The last thing he heard before he surrendered to unconsciousness was the mad barking of the flea-bitten cat.
A jet of water woke him up. It was warm and smelled unpleasantly sour. He really hoped that it was water, but he had his doubts.
Spluttering, he looked up. A hunchbacked creature with too few eyes and too many teeth leered as it squirted murky yellow liquid at him from a plastic bottle. “He’s awake,” the demon said, in a surprisingly feminine voice.
She gave the bottle another squeeze, spraying Zac with more of the copper-coloured liquid. He tried to make a grab for it, but discovered his hands were shackled to
a steel frame above his head. He tried to move his feet, but thick chains held those in place too.

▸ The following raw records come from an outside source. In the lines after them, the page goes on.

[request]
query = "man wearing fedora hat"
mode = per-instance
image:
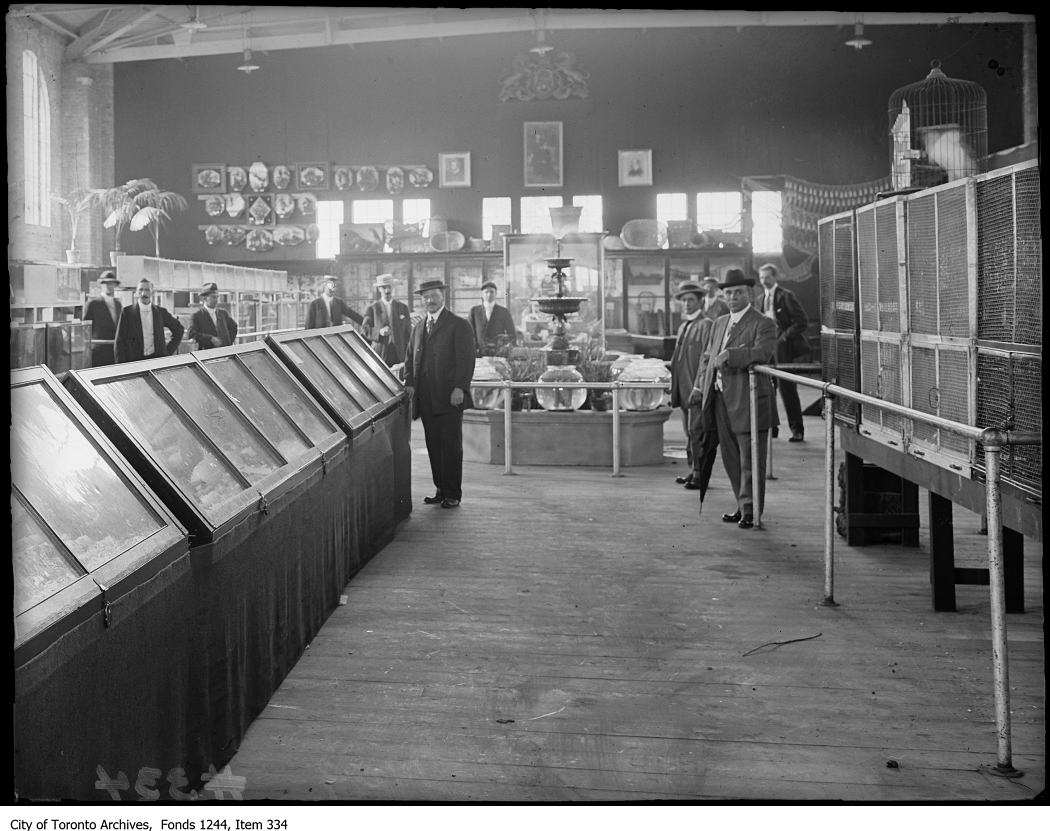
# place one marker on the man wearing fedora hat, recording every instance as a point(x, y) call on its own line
point(387, 323)
point(491, 324)
point(210, 326)
point(104, 311)
point(329, 310)
point(688, 347)
point(438, 370)
point(738, 340)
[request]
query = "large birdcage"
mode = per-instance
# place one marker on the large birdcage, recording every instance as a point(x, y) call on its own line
point(938, 130)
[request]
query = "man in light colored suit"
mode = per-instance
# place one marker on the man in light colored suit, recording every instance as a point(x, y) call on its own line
point(688, 347)
point(739, 339)
point(387, 324)
point(140, 332)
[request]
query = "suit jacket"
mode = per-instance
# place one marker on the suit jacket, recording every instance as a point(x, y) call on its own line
point(438, 362)
point(103, 328)
point(201, 325)
point(317, 316)
point(791, 324)
point(486, 332)
point(129, 341)
point(394, 345)
point(686, 360)
point(753, 340)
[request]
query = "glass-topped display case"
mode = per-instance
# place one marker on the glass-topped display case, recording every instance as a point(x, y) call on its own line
point(342, 371)
point(84, 522)
point(216, 434)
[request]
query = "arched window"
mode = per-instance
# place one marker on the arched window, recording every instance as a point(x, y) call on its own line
point(37, 120)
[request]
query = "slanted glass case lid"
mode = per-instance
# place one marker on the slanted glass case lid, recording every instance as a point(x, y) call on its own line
point(342, 370)
point(81, 517)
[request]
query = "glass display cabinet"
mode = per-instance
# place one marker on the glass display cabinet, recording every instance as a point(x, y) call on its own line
point(342, 371)
point(84, 523)
point(217, 438)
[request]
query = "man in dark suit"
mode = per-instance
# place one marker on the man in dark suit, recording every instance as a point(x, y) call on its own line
point(688, 347)
point(437, 372)
point(490, 323)
point(783, 308)
point(210, 326)
point(329, 310)
point(739, 339)
point(140, 331)
point(104, 312)
point(387, 324)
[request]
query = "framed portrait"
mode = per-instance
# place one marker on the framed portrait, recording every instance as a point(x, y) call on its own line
point(542, 143)
point(454, 170)
point(209, 179)
point(635, 167)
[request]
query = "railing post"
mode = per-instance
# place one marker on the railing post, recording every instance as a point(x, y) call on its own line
point(756, 468)
point(508, 395)
point(828, 501)
point(996, 587)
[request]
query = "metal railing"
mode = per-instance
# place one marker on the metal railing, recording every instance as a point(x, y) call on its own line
point(614, 387)
point(993, 441)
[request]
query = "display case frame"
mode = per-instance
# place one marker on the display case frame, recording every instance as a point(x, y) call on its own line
point(382, 390)
point(90, 593)
point(205, 523)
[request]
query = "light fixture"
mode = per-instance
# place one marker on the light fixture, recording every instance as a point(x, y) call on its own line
point(858, 41)
point(248, 65)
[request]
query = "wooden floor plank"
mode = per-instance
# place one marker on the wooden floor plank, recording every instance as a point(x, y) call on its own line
point(567, 636)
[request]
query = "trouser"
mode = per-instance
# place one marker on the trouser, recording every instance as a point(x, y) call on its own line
point(736, 459)
point(444, 445)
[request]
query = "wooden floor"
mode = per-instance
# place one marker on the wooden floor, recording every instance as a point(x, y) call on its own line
point(566, 636)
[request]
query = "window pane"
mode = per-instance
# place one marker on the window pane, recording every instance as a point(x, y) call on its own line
point(768, 233)
point(536, 216)
point(719, 211)
point(329, 220)
point(591, 220)
point(495, 210)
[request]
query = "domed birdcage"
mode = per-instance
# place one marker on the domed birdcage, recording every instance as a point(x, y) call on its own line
point(938, 130)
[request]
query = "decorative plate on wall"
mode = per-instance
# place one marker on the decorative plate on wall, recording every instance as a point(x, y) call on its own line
point(258, 177)
point(281, 177)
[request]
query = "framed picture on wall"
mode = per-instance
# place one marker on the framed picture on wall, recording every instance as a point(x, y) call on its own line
point(635, 167)
point(542, 143)
point(454, 170)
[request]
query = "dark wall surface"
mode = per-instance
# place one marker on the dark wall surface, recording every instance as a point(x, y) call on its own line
point(713, 104)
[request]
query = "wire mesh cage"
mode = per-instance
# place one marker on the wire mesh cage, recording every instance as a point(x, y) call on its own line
point(938, 130)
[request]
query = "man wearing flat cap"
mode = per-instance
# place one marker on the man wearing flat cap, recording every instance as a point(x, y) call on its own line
point(738, 340)
point(491, 324)
point(210, 326)
point(438, 370)
point(387, 324)
point(329, 310)
point(689, 346)
point(104, 311)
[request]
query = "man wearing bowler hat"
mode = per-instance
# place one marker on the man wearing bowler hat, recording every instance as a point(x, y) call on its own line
point(438, 370)
point(387, 323)
point(688, 347)
point(104, 311)
point(738, 340)
point(210, 326)
point(491, 324)
point(329, 310)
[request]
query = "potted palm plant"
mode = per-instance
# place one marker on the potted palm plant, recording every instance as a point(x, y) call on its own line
point(75, 204)
point(137, 205)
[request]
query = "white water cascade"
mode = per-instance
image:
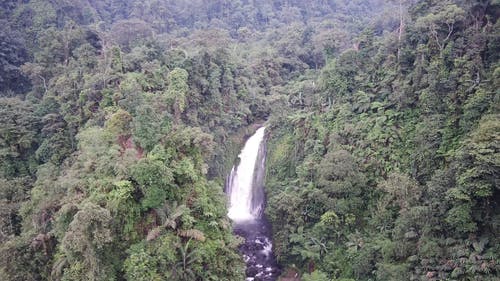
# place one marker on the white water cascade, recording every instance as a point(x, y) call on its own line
point(244, 186)
point(245, 189)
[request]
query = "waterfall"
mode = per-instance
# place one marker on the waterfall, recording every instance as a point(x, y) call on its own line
point(245, 190)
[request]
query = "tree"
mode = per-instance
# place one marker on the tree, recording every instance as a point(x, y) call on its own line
point(177, 90)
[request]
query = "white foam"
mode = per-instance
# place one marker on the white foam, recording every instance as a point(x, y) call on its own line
point(240, 196)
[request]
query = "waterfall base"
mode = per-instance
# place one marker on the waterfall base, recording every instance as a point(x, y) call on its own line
point(257, 250)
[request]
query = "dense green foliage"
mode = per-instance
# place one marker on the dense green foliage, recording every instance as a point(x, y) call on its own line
point(391, 170)
point(120, 119)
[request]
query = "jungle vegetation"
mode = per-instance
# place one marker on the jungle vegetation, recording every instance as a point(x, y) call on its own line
point(119, 121)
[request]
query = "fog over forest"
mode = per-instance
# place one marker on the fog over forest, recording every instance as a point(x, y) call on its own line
point(120, 122)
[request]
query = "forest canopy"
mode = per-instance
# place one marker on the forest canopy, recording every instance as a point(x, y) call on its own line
point(119, 121)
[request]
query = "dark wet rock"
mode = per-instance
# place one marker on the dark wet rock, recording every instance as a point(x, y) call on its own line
point(257, 250)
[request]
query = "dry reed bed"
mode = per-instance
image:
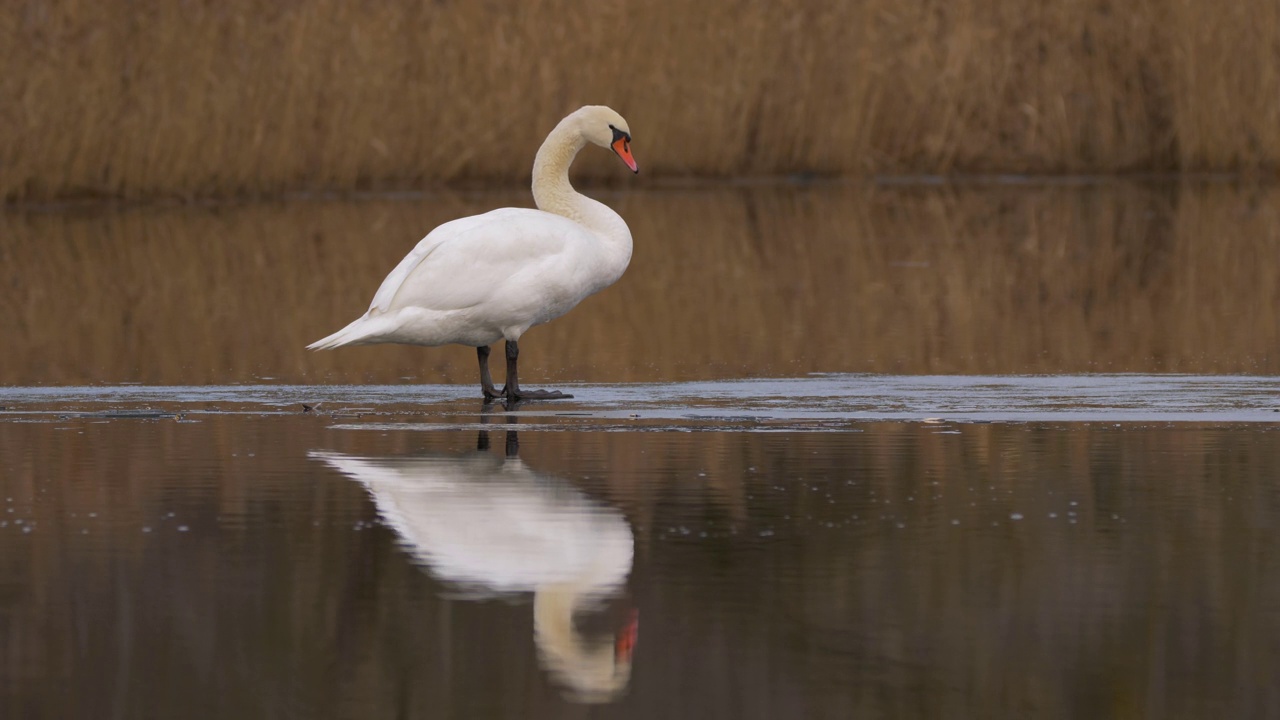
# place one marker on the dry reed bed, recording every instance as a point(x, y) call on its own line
point(725, 283)
point(942, 614)
point(254, 96)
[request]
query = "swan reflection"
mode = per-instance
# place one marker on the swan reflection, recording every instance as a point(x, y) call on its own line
point(492, 525)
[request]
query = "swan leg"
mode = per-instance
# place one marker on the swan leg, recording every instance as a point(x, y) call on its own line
point(512, 387)
point(485, 378)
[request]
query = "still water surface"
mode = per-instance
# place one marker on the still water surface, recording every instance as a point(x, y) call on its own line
point(714, 527)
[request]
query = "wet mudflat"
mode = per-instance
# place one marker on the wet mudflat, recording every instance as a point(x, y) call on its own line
point(996, 452)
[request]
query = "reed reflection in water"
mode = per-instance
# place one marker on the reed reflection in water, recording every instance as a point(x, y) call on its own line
point(727, 282)
point(873, 572)
point(492, 528)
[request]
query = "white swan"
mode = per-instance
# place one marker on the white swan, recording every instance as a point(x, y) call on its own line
point(490, 277)
point(490, 525)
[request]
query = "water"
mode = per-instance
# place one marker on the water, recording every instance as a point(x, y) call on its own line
point(737, 515)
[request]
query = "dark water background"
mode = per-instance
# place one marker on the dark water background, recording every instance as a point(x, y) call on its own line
point(954, 540)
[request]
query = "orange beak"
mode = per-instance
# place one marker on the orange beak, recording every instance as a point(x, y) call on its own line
point(622, 146)
point(626, 645)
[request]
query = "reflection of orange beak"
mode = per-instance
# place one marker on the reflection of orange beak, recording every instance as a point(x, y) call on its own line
point(627, 637)
point(622, 146)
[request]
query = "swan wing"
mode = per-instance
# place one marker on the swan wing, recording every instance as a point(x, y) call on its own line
point(460, 263)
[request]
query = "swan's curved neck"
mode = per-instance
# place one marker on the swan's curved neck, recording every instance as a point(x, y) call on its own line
point(554, 194)
point(552, 190)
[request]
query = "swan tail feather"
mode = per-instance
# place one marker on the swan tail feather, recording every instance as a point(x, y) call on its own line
point(362, 331)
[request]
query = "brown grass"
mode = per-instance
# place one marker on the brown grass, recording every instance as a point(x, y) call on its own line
point(255, 96)
point(723, 283)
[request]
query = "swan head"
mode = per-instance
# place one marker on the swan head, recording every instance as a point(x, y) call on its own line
point(604, 127)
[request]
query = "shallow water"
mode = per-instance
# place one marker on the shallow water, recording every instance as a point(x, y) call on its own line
point(832, 452)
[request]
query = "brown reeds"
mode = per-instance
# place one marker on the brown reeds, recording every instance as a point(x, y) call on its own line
point(254, 96)
point(723, 283)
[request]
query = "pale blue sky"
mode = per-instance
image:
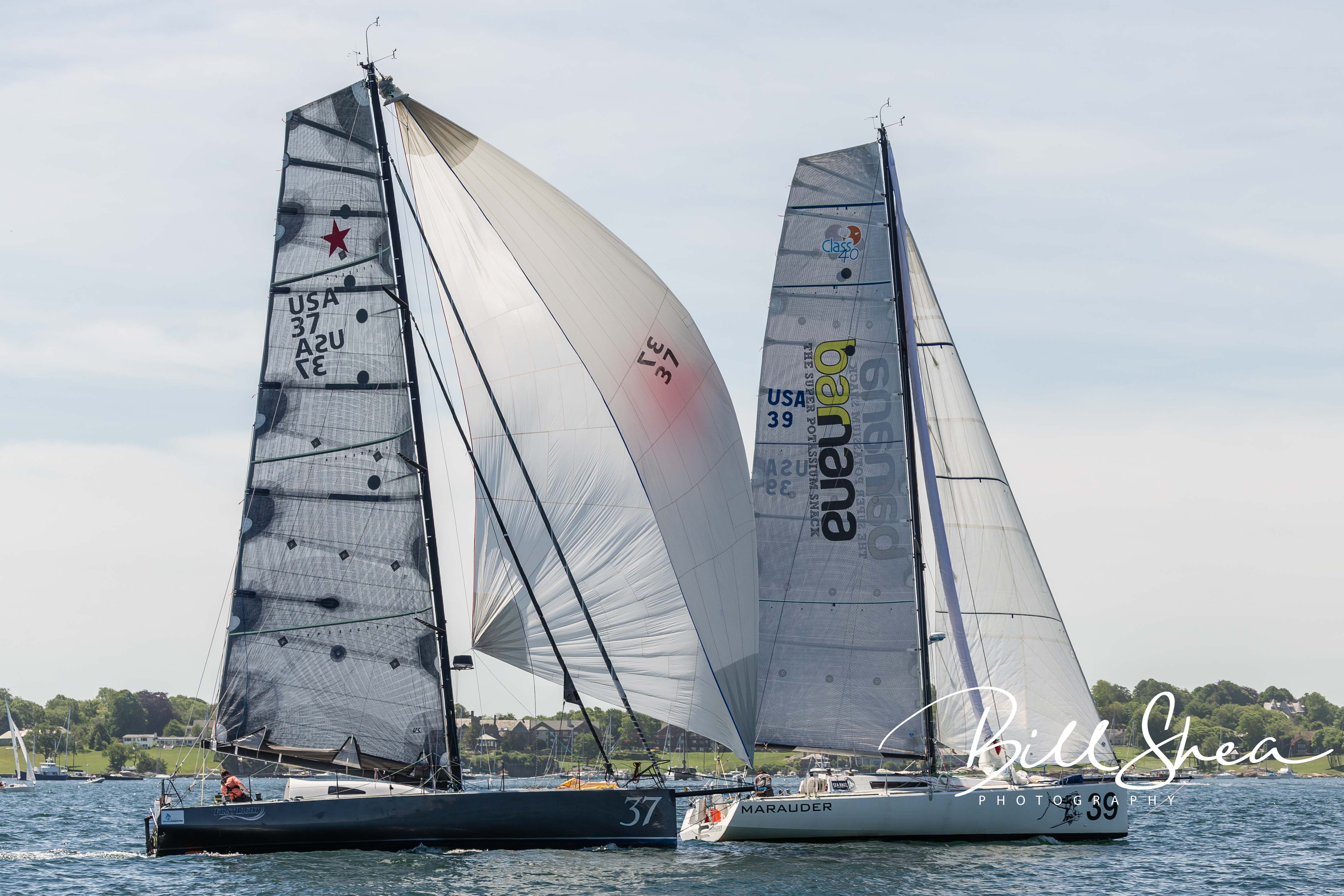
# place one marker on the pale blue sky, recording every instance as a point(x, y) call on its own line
point(1132, 215)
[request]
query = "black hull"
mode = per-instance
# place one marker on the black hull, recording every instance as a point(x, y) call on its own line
point(472, 820)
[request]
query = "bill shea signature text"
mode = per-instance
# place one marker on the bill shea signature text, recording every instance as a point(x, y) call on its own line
point(995, 743)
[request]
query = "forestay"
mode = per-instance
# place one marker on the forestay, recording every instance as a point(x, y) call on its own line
point(325, 640)
point(627, 430)
point(839, 624)
point(1015, 635)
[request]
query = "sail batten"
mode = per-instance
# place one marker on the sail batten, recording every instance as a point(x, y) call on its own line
point(326, 637)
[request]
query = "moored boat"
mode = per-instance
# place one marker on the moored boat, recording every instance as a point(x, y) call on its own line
point(337, 656)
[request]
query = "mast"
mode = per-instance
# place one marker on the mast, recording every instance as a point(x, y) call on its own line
point(455, 759)
point(14, 738)
point(901, 302)
point(537, 498)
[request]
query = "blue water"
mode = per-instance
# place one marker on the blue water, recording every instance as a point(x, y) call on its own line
point(1218, 837)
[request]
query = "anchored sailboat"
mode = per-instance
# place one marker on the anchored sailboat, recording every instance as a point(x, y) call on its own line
point(19, 785)
point(615, 538)
point(882, 515)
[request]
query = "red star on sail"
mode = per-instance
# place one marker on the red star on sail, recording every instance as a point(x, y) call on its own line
point(337, 240)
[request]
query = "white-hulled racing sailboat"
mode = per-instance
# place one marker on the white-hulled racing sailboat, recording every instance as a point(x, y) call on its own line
point(882, 515)
point(615, 537)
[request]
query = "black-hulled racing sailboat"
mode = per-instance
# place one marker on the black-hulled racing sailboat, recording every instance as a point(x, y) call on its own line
point(615, 538)
point(885, 524)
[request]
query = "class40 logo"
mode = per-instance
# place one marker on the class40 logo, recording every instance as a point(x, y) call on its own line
point(842, 242)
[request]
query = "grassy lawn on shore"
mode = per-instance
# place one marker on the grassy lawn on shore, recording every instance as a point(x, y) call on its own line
point(97, 763)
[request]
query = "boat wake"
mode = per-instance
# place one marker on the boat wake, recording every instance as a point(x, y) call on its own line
point(48, 855)
point(437, 851)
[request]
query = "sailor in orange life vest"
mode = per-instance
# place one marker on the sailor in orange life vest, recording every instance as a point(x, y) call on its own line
point(233, 789)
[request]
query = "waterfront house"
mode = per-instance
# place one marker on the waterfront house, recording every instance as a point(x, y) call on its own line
point(1287, 707)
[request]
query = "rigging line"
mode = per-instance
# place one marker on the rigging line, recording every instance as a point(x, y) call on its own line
point(570, 691)
point(338, 623)
point(210, 649)
point(904, 312)
point(345, 448)
point(527, 477)
point(394, 244)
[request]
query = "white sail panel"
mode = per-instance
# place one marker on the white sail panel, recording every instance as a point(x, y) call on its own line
point(839, 624)
point(627, 430)
point(1015, 635)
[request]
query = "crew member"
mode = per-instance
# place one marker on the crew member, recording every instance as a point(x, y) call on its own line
point(233, 789)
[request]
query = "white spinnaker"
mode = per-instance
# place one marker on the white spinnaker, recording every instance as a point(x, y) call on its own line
point(628, 433)
point(1014, 629)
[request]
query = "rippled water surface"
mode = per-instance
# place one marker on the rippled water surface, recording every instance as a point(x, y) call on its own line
point(1221, 837)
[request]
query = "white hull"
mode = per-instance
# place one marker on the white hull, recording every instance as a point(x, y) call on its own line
point(1076, 812)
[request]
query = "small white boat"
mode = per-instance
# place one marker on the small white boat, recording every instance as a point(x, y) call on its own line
point(21, 786)
point(916, 808)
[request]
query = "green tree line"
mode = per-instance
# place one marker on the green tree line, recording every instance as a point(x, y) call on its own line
point(100, 723)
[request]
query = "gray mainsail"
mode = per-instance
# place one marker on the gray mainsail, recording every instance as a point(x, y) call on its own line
point(839, 624)
point(326, 636)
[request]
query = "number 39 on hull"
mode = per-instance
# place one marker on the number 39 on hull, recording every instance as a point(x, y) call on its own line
point(1080, 812)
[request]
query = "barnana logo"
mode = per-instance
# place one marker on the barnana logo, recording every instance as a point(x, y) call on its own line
point(842, 242)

He heard a whimper from his right and saw that Angelo was chained up exactly as he was. The boy’s eyes were closed, but his head was moving, as if he were just waking up too.
Zac quickly glanced around the room, trying to get his bearings, but he was somewhere he had never seen before. The room was a stark, clinical white, with stainless steel worktops lining the walls on every side. There were no windows that he could see, and no doors, either. No way in or out.
A chair stood in the middle of the room, like something from a dentist’s surgery – reclined fully back with a movable spotlight mounted above it. Zac wished he hadn’t spotted the straps and buckles on the armrests, but they were the first things he had seen.
“Thank you, Eliza, that will be all.”
A man just a little taller than Angelo stepped into view. He appeared human, more or less, with only two sawn-off stumps of what must once have been horns to suggest his true nature.
The man looked to be in his late sixties, with thinning grey hair and deep-set wrinkles. He was dressed in a black suit, which may originally have been tailor-made, but which now looked a size or two on the large side. His rumpled shirt was also black. He wore the top button open, with a blood-red tie hanging loosely round his neck.
His eyes were hidden behind a pair of designer sunglasses. He had rings on almost every finger and a gold watch on his wrist that was tarnished and scuffed. The man stared back at Zac and took a long, deep draw on a cigarette.
“Who are you supposed to be?” Zac asked.
There was a loud crack and pain tore across his back. He cried out with the shock and the heat of it. The old man puffed on his cigarette, unflinching.
“You do not address the Dark Lord,” Haures snarled. He stepped into view, coiling his tail in his hands like a bullwhip.
Zac hissed through his teeth, breathing out the worst of the pain. “Dark Lord?” he frowned. “You mean...?” He looked the grey-haired man up and down. “Nah.”
“Silence!” Haures roared. He flicked the tail and Zac felt a wasp sting across his cheek. “And bow your head before the Father of All Lies.”